The Historic Chicago Tribune: From Trees To Tribune (1937)

2008-07-01 2

Trees to Tribune is a vintage educational video which shows the way the newspaper production process for the Chicago Tribune, from the trees to the printing press, and every step along the way. Beginning with a detailed view of the logging setup of the Tribune, a map shows the location of the Tribune’s own timber lands in Quebec. The film documents the transport of supplies by boat, wagon, and even sled to the various logging camps in the region. It also shows the logging camps, and how the trees are cut and transported to saw mills. The log pieces are floated downriver, with occasional traffic jams being freed by the use of dynamite, and then fed into revolving drums to have their bark removed. After being shipped to the pulp mills, the logs are cleaned and sent through wood chippers to be made into either chemical sulphite pulp or mechanical pulp. These pulps are then mixed to make the substance that is passed through rollers and made into newsprint.

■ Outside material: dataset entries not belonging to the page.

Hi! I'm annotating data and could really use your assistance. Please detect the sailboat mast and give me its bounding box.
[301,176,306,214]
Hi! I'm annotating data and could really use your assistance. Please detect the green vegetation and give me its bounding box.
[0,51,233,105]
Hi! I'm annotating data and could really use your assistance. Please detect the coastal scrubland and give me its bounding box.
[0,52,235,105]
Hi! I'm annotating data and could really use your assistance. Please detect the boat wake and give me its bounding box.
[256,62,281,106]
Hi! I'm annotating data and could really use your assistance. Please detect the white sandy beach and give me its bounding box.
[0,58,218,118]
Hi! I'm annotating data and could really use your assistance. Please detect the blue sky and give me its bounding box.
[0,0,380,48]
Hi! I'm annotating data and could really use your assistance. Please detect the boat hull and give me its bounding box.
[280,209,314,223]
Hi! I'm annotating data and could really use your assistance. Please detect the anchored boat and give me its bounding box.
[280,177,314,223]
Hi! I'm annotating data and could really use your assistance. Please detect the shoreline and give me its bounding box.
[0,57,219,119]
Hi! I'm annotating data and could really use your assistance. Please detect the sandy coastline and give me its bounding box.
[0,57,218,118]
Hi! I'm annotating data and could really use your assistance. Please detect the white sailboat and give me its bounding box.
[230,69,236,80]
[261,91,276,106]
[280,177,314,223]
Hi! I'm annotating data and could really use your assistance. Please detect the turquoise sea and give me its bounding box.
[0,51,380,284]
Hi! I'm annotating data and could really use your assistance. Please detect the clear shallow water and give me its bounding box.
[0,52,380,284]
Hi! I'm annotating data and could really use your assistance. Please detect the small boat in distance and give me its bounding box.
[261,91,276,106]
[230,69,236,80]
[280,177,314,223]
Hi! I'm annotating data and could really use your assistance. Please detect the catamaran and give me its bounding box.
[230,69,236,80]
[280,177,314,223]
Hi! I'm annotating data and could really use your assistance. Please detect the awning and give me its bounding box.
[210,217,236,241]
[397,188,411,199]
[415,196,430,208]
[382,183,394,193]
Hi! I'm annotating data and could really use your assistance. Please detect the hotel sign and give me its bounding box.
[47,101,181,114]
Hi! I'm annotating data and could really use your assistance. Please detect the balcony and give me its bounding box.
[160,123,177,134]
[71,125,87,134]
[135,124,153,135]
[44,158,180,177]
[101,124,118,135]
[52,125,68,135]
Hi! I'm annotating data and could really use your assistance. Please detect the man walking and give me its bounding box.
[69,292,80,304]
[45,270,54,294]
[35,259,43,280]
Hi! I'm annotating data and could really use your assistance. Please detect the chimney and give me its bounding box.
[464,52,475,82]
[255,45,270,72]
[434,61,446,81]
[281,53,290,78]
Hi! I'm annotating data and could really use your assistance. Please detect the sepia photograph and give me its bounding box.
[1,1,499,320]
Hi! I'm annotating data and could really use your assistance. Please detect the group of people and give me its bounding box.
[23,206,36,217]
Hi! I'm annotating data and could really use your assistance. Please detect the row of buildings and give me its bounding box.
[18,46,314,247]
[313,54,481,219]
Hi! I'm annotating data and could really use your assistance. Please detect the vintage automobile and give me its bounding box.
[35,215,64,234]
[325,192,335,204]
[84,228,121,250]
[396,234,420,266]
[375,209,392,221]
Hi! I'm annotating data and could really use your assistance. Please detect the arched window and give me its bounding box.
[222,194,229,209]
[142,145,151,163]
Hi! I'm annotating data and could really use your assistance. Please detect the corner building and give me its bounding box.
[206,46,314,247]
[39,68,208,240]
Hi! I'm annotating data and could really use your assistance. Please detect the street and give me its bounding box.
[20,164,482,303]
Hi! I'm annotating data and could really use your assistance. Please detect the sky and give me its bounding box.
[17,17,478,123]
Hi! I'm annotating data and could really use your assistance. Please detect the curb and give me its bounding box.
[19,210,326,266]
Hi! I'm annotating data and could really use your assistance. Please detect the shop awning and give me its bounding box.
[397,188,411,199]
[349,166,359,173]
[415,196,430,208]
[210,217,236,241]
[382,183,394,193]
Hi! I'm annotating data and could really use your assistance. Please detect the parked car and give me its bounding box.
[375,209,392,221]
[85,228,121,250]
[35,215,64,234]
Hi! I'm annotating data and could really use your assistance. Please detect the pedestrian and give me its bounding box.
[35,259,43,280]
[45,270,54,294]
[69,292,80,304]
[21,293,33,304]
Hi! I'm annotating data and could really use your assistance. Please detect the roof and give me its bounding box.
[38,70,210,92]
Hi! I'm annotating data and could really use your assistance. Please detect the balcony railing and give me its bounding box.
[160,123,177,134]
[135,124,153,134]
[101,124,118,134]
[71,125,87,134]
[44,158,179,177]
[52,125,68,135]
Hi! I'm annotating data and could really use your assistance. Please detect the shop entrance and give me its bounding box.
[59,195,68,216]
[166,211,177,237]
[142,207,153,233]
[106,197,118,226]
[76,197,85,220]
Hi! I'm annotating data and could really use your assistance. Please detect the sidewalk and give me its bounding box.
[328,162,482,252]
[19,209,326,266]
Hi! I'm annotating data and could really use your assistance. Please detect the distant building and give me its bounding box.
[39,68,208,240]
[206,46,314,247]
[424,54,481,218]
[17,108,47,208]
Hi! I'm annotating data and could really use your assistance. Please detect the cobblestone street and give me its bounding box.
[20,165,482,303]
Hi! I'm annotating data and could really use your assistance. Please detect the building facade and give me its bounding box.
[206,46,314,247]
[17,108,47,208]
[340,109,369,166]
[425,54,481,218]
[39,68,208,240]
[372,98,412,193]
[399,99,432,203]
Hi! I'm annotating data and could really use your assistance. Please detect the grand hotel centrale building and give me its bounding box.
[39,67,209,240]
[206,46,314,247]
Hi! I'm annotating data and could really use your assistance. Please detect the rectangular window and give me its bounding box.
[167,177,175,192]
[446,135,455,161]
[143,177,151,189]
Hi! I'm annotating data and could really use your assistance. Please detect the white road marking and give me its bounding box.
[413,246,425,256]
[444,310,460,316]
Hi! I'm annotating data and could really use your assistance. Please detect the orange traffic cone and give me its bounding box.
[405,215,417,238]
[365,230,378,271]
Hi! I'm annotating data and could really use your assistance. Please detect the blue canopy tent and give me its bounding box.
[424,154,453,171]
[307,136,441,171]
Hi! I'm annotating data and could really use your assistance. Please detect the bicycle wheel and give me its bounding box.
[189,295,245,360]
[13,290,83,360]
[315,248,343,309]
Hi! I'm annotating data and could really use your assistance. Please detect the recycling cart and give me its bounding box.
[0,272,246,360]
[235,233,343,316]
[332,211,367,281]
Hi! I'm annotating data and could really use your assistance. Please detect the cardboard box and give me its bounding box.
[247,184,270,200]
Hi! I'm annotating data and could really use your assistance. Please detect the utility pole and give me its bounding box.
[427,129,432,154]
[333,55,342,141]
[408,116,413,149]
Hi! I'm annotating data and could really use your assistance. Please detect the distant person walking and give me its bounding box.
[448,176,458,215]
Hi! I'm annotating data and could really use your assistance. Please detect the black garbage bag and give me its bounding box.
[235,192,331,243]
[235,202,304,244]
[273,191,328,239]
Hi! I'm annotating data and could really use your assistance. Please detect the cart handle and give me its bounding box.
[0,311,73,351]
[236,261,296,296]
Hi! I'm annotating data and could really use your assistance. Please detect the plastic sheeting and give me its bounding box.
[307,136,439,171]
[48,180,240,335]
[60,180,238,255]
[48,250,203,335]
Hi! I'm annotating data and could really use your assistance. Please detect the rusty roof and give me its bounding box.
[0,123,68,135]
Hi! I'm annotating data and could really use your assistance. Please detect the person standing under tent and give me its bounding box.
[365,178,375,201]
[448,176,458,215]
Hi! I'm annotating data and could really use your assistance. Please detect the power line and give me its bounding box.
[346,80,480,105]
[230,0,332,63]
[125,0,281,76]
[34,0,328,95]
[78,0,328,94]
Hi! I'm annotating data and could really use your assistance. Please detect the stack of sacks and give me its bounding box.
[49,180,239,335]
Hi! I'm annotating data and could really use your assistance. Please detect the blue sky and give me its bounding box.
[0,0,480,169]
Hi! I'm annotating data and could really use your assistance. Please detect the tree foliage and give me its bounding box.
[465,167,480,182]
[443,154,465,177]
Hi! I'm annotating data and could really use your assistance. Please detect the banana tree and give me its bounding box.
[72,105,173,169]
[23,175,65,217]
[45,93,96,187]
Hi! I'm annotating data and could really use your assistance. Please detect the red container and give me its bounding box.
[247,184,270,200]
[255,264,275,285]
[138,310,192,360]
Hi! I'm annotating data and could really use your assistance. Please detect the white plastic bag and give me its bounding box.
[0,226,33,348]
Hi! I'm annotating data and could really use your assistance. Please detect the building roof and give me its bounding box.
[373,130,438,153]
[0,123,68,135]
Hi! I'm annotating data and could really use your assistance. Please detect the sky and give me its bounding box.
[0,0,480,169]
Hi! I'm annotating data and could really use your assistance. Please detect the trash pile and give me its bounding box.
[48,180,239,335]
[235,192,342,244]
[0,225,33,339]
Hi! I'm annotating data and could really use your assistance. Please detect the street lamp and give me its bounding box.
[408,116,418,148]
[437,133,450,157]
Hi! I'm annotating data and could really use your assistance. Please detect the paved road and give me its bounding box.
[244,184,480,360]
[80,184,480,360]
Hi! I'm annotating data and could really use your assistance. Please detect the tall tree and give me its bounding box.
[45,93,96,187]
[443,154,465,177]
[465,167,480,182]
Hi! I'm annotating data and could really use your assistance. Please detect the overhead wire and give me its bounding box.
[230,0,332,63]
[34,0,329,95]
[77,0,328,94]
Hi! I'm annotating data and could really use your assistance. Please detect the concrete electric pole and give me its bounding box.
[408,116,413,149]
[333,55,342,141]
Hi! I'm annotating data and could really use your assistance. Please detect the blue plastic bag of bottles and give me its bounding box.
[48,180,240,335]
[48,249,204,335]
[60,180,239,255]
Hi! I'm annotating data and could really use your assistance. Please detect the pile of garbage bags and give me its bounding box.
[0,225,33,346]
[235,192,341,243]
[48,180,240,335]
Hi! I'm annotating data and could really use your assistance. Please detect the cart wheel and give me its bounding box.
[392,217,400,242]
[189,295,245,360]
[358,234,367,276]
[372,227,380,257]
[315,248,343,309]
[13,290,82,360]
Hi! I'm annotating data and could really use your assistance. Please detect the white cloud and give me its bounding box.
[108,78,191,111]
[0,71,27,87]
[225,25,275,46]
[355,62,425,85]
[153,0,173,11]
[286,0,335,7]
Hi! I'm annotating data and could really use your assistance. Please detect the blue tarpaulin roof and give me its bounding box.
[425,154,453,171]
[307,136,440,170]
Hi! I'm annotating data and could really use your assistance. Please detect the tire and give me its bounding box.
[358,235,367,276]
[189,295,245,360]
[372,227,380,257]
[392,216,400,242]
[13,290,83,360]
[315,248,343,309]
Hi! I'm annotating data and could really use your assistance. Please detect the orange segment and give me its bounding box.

The Tribune had its own ships that transported the paper through the Great Lakes to a Chicago warehouse. At this point, the film shows a few of the editing offices, a scene of how they make an engraving of a cartoon, and linotype setting type. They make the stereotype plates, then load everything onto roller presses. After the paper has been printed, we see the process of delivery to newsstands and subscribers. Walking viewers from a tree in the ground to a newspaper on a doorstep, Trees to Tribune is a marvelously educational and informative exploration of Canadian forestry, logging history, lumber mills, newspaper printing supplies and production, and the operation of old newspapers.